I have the patent and all 5 pages of the original but it's a .tiff file and I have no idea how to post it here.....UGHHHHHH   I have no idea how to change the format


----------



## epackage (Nov 3, 2009)

Ok I think I was able to change the file format so here goes......








[/IMG]






[/IMG]






[/IMG]






[/IMG]






[/IMG]


----------



## epackage (Nov 3, 2009)

It would apppear that the original idea was on a different part of the bottle, I'll see if I can pull up the bottle you have...
                       Jim


----------



## zed (Nov 3, 2009)

Thanks Jim, I saw a different patent when I googled the #. Apparently two guys named Lockerman applied for it in Pitt Penn. They must have considered a few different alternative means to incorporate an opener into the bottle. that way someone else couldn't use their idea.  

 I was looking for the brewer or brewers who used it.?Anyone


----------



## epackage (Nov 3, 2009)

My info came directly from the US patent office website, I'll see if I can find other info


----------



## Michael (Nov 4, 2009)

Burger Beer Bottle


----------



## Michael (Nov 4, 2009)

Burger Beer Bottle


----------



## epackage (Nov 4, 2009)

Great Job Michael, i have a Berger can and now I remember this bottle, just not the opener on the bottom


----------



## surfaceone (Nov 4, 2009)

Hey Michael,

 Great research, sir. Welcome to the forum. What, may I ask, is the book portraying the "Twin - Opener" that is the backround for your Burger?


----------



## pyshodoodle (Nov 4, 2009)

I wouldn't let RedGinger use that bottle opener![]

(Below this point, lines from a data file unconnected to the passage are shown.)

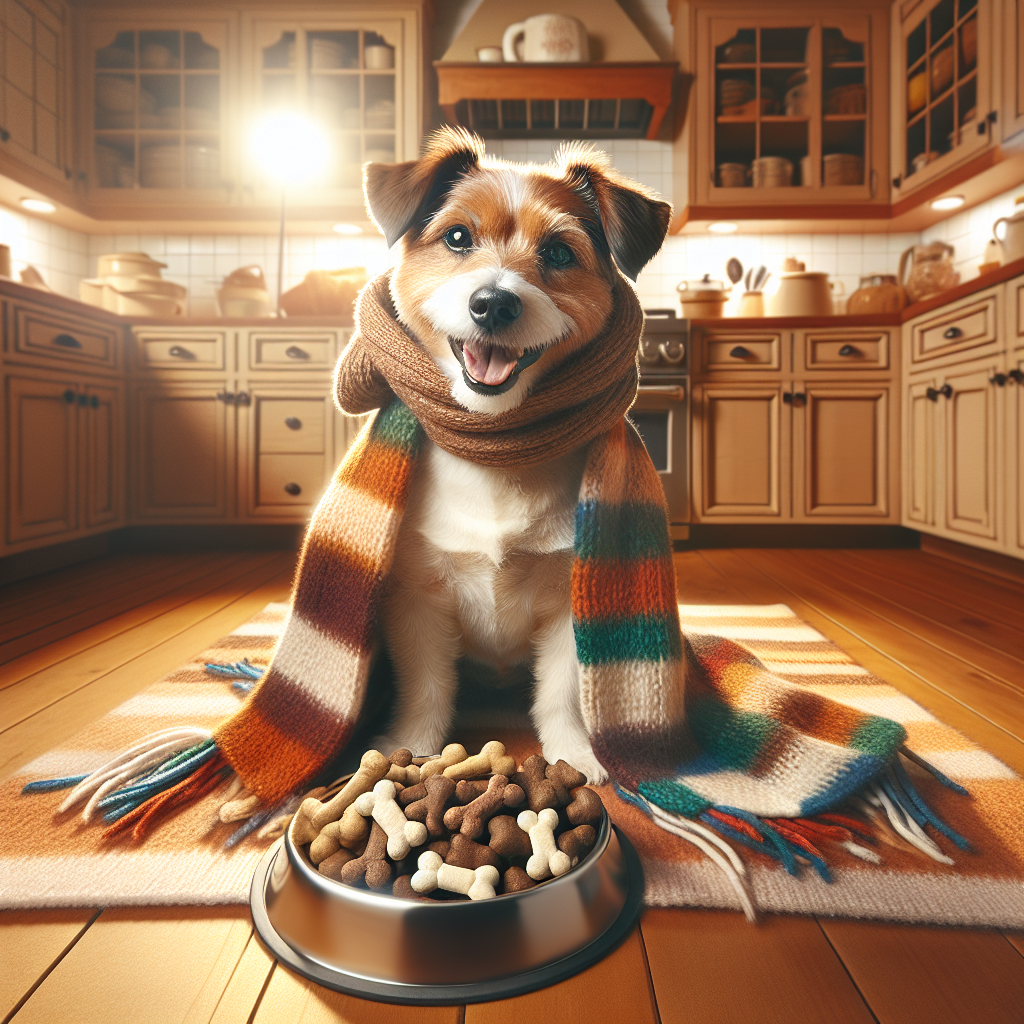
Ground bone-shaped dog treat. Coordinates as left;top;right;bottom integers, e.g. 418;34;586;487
341;821;391;891
444;775;509;839
307;751;391;833
516;807;572;882
420;743;468;782
410;850;501;899
355;778;427;860
444;833;502;871
513;754;558;814
487;814;534;859
558;825;597;867
406;775;455;839
565;785;602;825
444;739;515;781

 Cool idea, but could be dangerous!


----------



## Michael (Nov 4, 2009)

Beer Bottle Information

 The book is a price guide for bottle openers called  Just For Openers , A Guide to Beer, Soda, & Other Openers. By Donald A. Bull & John R. Stanley.  They have 2 pages in it called Bottle Bottle & Can Can Openers.


----------



## zed (Nov 4, 2009)

WOW! 
   Thanks Michael. I'm glad you were watching and posted the info. 
  Did your book happen to tell ya if all bottles in a pack were like that or just one. It seems I find other bottles like it but with plain bottoms.( ha ha I said bottoms)

      Thanks Again


----------



## RedGinger (Nov 4, 2009)

[]LOL!  I need a personal bottle assistant, or PBA.  I haven't bought a Frapuccino since, can you believe it?


----------



## RedGinger (Nov 4, 2009)

You won't believe this, but on Sunday I broke a crock while putting firewood in it (Joe was able to glue it back together), and then that same night, he left two of my DR. Hand bottles on the sink and I went to do dishes...[][][:-][&o][>:][]

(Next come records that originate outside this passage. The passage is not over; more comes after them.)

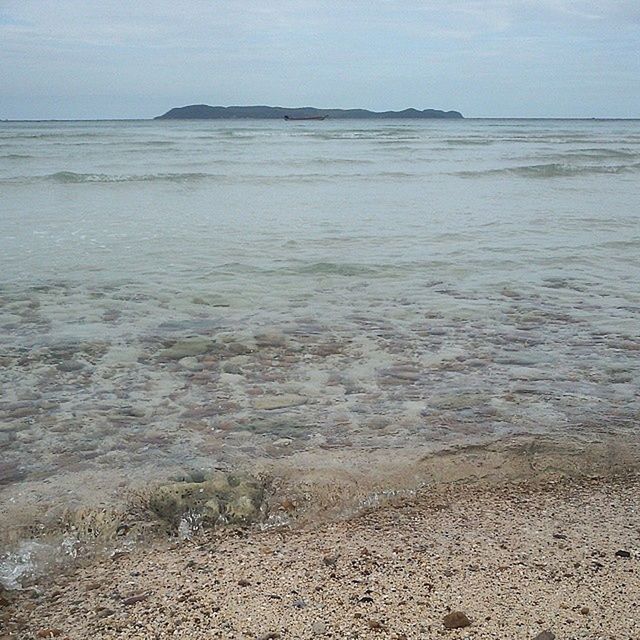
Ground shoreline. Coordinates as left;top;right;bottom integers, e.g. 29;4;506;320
0;438;640;640
3;473;640;640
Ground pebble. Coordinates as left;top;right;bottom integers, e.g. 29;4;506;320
442;611;471;629
311;620;327;636
122;593;149;605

 To see my picture, look up Sagittarius in the dictionary.


----------



## cyberdigger (Nov 4, 2009)

Wow, you are putting your cats to shame, Laur! They have some catching up to do!![]


----------



## pyshodoodle (Nov 4, 2009)

> ORIGINAL: cyberdigger
> 
> Wow, you are putting your cats to shame, Laur! They have some catching up to do!![]


 [sm=lol.gif][sm=lol.gif][sm=lol.gif][sm=lol.gif][sm=lol.gif]snort! 

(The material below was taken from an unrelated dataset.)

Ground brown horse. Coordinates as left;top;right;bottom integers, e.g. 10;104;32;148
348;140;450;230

 15 years ago I stuck my hand in a glass when I was washing it and it broke. Had to get stitches. My daughter still refers to stitches as 'ants'.


----------



## Michael (Nov 4, 2009)

Look's like the whole six pack would have had it. Some of the fine print has No cap distortion, caps may be reapplied to partially emptied bottle. Special coating eliminates abrasion of glass to glass contact. Danger of breakage, chipping or spalling during the opening is virtually eliminated because of the strength of the glass at the point of contact.


----------



## zed (Nov 5, 2009)

Cool thanks for the info. I appreciate your diligence
  You've gained Karma!


----------



## dcoffin5 (Nov 20, 2009)

wow - you guys (& gals) really do serious research, way to go. 

 These bottles are so funky - I want one of these!  I guess their claim of "Danger...is virtually eliminated..." was perhaps a slight exaggeration?


----------



## zed (Nov 21, 2009)

> These bottles are so funky - I want one of these!


  If someone was interested I'd be willing to part with it.  Make me an offer. (even if it's just the cost of shipping) I don't really have room for it.
                    Thanks


----------



## dcoffin5 (Nov 22, 2009)

hey zed - i just sent you email.


----------



## Stardust (Dec 1, 2010)

What a cool bottle opener  [8D] that would have been fun to have []


----------